Тем временем взбунтовалась обслуга дачи, требуя немедленного вызова врачей. Тогда охранники вновь позвонили Маленкову и Берии, около 7 утра. И только после этого появились медики…
Странно, очень странно вели себя соратники, вы не находите? Впрочем, на Берию к тому времени можно было валить все грехи мира. Вот и валили…
О чем находившийся в доме охранник Лозгачев не знал? Немногим раньше, вечером в воскресенье, на дачу приезжал и Хрущев. По крайней мере, так рассказывает сам Никита Сергеевич. По его словам, около полуночи позвонил Маленков, он вызвал машину, и, взяв с собой Булганина, приехал на дачу. Однако в дом они почему-то не пошли. «Мы условились, что войдем не к Сталину, а к дежурным. Зашли туда, спросили: “В чем дело?” Они: “Обычно товарищ Сталин в такое время, часов в одиннадцать вечера, обязательно звонит, вызывает и просит чаю. Иной раз он и кушает. Сейчас этого не было”. (Заметьте, ни слова о том, что они не видели Сталина с самого утра! – Е. П.) Послали мы на разведку Матрену Петровну, подавальщицу, немолодую женщину, много лет проработавшую у Сталина. Ограниченную, но честную и преданную ему женщину.

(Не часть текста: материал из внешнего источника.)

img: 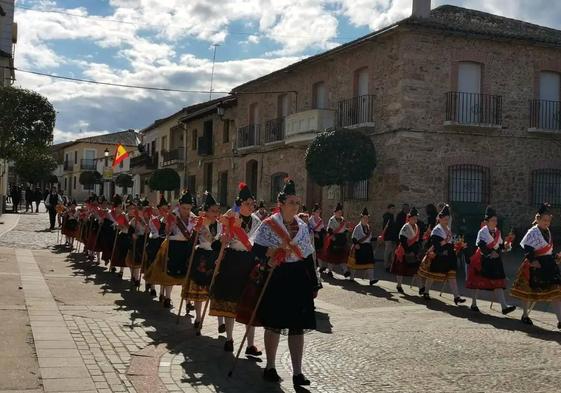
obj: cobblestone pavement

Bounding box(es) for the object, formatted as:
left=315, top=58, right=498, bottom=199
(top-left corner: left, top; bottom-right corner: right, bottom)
left=0, top=213, right=561, bottom=393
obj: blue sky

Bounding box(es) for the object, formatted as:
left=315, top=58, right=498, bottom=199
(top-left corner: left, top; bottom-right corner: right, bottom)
left=10, top=0, right=561, bottom=142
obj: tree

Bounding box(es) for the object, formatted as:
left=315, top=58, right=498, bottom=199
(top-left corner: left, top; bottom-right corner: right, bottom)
left=78, top=171, right=101, bottom=190
left=115, top=173, right=134, bottom=194
left=306, top=128, right=376, bottom=186
left=148, top=168, right=181, bottom=191
left=0, top=87, right=56, bottom=160
left=14, top=147, right=58, bottom=184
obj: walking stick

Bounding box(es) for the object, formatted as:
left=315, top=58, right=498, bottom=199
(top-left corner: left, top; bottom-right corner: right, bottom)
left=228, top=265, right=277, bottom=377
left=175, top=231, right=199, bottom=324
left=197, top=242, right=228, bottom=336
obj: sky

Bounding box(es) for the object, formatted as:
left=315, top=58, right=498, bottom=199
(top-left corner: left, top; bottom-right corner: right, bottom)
left=7, top=0, right=561, bottom=143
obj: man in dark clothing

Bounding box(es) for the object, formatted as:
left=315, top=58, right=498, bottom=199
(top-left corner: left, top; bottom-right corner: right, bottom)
left=382, top=204, right=401, bottom=271
left=45, top=187, right=62, bottom=231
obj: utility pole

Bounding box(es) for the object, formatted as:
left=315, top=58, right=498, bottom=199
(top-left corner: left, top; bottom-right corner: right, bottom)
left=208, top=44, right=220, bottom=101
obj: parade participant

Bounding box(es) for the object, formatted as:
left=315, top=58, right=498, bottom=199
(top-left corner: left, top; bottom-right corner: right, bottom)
left=126, top=200, right=150, bottom=289
left=347, top=208, right=378, bottom=286
left=142, top=199, right=168, bottom=297
left=209, top=183, right=261, bottom=356
left=145, top=190, right=197, bottom=308
left=249, top=180, right=318, bottom=386
left=466, top=206, right=516, bottom=315
left=111, top=196, right=134, bottom=277
left=418, top=205, right=466, bottom=305
left=390, top=207, right=422, bottom=293
left=511, top=204, right=561, bottom=329
left=255, top=200, right=269, bottom=221
left=182, top=191, right=222, bottom=333
left=321, top=203, right=351, bottom=277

Чекисты сказали нам, что они уже посылали ее посмотреть, что там такое. Она сказала, что товарищ Сталин лежит на полу, спит. А под ним подмочено. Чекисты подняли его, положили на кушетку в малой столовой. Там были малая столовая и большая. Сталин лежал на полу в большой столовой. Следовательно, поднялся с постели, вышел в столовую, там упал и подмочился. Когда нам сказали, что произошел такой случай и теперь он как будто спит, мы посчитали, что неудобно нам появляться у него и фиксировать свое присутствие, раз он находится в столь неблаговидном положении. Мы разъехались по домам».
То есть, попросту говоря, надрался товарищ Сталин до совершенно неприличного состояния (это с виноградного-то сока!), пьяный упал и обмочился, и желательно было бы, чтоб он не знал, что кто-то его в таком положении видел. (Все логично увязывается, если вспомнить, что Хрущев – единственный из многих – утверждал, что Сталин пил.)

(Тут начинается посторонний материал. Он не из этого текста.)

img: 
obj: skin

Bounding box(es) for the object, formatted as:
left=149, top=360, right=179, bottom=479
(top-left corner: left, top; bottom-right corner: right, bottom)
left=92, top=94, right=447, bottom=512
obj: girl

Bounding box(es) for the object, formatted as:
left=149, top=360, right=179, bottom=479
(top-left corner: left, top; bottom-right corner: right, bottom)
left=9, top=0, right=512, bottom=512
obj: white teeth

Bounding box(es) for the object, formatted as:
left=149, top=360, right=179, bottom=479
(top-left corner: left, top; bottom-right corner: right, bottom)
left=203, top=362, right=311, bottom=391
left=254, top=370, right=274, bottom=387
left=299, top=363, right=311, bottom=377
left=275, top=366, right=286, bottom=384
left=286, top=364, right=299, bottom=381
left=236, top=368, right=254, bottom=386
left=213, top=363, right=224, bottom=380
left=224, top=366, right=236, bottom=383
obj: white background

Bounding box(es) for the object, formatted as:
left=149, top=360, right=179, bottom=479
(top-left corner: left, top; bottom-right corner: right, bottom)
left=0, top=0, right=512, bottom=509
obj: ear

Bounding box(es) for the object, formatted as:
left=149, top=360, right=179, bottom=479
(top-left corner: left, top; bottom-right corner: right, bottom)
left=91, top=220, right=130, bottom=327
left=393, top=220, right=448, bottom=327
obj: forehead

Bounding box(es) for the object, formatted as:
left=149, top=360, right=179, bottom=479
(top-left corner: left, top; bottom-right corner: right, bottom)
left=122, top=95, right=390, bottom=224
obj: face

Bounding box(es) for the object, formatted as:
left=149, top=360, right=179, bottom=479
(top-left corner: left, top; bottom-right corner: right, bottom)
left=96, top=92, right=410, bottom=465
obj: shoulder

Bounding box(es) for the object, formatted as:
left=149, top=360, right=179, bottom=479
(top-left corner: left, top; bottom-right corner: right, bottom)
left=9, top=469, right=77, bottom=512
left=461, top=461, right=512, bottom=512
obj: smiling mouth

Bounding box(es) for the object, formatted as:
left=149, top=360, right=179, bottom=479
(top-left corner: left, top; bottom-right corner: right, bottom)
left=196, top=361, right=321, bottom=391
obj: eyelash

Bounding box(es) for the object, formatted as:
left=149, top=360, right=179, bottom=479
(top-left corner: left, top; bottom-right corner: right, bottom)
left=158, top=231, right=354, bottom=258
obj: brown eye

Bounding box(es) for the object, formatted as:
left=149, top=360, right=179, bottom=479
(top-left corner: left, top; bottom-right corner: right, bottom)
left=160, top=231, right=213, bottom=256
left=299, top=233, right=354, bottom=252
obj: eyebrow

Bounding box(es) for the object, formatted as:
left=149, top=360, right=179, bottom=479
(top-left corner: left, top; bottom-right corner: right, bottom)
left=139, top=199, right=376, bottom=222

Ну, то, что рассказ Хрущева не стыкуется с версией охранников по многим пунктам – неудивительно. Это как с арестом Берии. Спустя много лет после событий от их участников потребовались подробности, о которых они тогда не договаривались – вот и лепят теперь кто во что горазд, в меру ума сообразуясь с теми версиями, что бродили все эти годы. И в первую очередь с запущенной в обращение Хрущевым и приобретшей статус общеизвестной истины байкой, что все они, и партийные, и даже охранники, так боялись Сталина, ну так боялись, что аж коленки тряслись…

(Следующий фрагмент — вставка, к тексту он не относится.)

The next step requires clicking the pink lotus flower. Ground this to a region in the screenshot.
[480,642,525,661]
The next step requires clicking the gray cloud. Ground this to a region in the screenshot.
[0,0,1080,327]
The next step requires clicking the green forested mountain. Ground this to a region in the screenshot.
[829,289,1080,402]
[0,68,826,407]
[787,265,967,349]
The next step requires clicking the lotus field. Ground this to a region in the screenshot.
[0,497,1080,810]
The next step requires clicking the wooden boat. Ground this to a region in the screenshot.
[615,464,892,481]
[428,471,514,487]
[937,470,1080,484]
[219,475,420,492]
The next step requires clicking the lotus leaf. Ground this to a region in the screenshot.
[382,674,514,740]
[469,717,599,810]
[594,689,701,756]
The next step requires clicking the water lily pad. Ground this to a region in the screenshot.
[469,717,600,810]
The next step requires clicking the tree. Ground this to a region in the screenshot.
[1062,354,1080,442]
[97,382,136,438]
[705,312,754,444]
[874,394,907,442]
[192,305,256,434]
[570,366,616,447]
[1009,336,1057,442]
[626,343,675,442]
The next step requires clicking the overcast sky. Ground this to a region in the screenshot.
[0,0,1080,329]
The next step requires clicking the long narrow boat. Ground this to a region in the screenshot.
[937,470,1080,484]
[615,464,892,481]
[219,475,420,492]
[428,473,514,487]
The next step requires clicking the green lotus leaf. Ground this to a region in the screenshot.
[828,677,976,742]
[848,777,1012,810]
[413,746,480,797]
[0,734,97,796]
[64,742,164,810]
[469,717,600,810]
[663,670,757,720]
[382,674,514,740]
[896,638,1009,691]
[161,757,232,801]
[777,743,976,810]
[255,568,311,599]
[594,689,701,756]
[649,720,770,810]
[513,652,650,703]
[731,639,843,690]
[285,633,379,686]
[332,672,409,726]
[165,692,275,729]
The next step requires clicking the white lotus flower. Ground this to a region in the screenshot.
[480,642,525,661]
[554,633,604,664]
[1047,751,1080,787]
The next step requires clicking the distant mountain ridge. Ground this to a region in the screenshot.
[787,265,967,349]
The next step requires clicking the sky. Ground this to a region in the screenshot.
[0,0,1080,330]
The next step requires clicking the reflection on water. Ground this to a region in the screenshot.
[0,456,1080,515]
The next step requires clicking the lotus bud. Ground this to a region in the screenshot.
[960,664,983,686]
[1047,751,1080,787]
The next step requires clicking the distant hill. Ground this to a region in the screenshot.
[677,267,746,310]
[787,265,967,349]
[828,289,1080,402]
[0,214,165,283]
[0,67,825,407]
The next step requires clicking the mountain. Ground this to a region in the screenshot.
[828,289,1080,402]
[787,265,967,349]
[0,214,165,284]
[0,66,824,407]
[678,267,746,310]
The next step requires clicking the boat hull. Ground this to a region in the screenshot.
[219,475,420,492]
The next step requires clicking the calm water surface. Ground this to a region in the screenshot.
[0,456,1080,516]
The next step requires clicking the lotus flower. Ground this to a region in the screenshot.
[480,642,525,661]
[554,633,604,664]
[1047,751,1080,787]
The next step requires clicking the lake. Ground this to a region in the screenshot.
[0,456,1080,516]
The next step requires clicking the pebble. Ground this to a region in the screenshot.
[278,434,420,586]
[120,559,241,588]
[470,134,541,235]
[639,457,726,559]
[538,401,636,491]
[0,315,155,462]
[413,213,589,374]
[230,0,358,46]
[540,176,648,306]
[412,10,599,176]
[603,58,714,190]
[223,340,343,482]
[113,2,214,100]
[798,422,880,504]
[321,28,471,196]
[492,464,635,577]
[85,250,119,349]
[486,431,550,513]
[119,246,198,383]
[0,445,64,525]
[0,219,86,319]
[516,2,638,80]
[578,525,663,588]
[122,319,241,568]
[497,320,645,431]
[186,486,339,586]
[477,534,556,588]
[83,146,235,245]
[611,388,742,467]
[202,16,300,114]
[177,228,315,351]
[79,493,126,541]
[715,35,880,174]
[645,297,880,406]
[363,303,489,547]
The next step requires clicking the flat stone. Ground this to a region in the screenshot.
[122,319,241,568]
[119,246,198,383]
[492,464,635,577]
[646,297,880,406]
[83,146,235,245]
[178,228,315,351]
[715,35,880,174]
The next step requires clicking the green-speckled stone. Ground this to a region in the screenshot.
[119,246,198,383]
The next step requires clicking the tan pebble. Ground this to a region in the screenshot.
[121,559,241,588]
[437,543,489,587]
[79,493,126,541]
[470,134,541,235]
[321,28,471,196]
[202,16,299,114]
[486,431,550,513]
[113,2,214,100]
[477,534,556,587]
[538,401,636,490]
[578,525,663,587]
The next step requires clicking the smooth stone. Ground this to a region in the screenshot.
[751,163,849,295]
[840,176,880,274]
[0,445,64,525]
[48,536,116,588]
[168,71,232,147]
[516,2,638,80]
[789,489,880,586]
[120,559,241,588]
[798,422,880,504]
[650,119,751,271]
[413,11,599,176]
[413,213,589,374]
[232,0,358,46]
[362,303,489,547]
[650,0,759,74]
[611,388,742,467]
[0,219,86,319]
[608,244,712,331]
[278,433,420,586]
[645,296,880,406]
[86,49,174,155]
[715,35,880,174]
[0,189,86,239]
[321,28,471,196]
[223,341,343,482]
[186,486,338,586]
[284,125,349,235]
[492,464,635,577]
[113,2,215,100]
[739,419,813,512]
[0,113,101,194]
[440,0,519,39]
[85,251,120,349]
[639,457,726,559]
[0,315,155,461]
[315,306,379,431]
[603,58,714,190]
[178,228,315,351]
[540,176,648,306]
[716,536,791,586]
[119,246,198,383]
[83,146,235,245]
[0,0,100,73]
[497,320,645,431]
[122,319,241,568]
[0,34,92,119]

И, на закуску, еще одна версия – заместителя министра и будто бы начальника правительственной охраны Василия Рясного, записанная Ф. Чуевым:
«Беда со Сталиным случилась в ночь с 1 на 2 марта 1953 года. Рясному позвонил его подчиненный Старостин, начальник личной охраны Сталина:
– Что-то не просыпается…
Было уже часов девять утра. А он обычно вставал рано». И какой же совет дает своему починенному начальник правительственной охраны?
«– А ты поставь лестницу или табуретку и загляни! – посоветовал Рясной Старостину.
Над дверью в спальню было стеклянное окно. В комнате стояли диван, стол. Маленький столик для газет и рядом с ним мягкий диванчик, покрытый шелковой накидкой. Старостин приставил лестницу, заглянул в окно и увидел, что Сталин лежит на полу. Потрясенный, он тут же позвонил Рясному, у которого на даче всегда дежурила машина. Рясной помчался в Кунцево и, приехав, сразу вскарабкался на ту же лестницу. Сталин лежал на полу, и похоже было, что он спиной съехал с диванчика по шелковой накидке.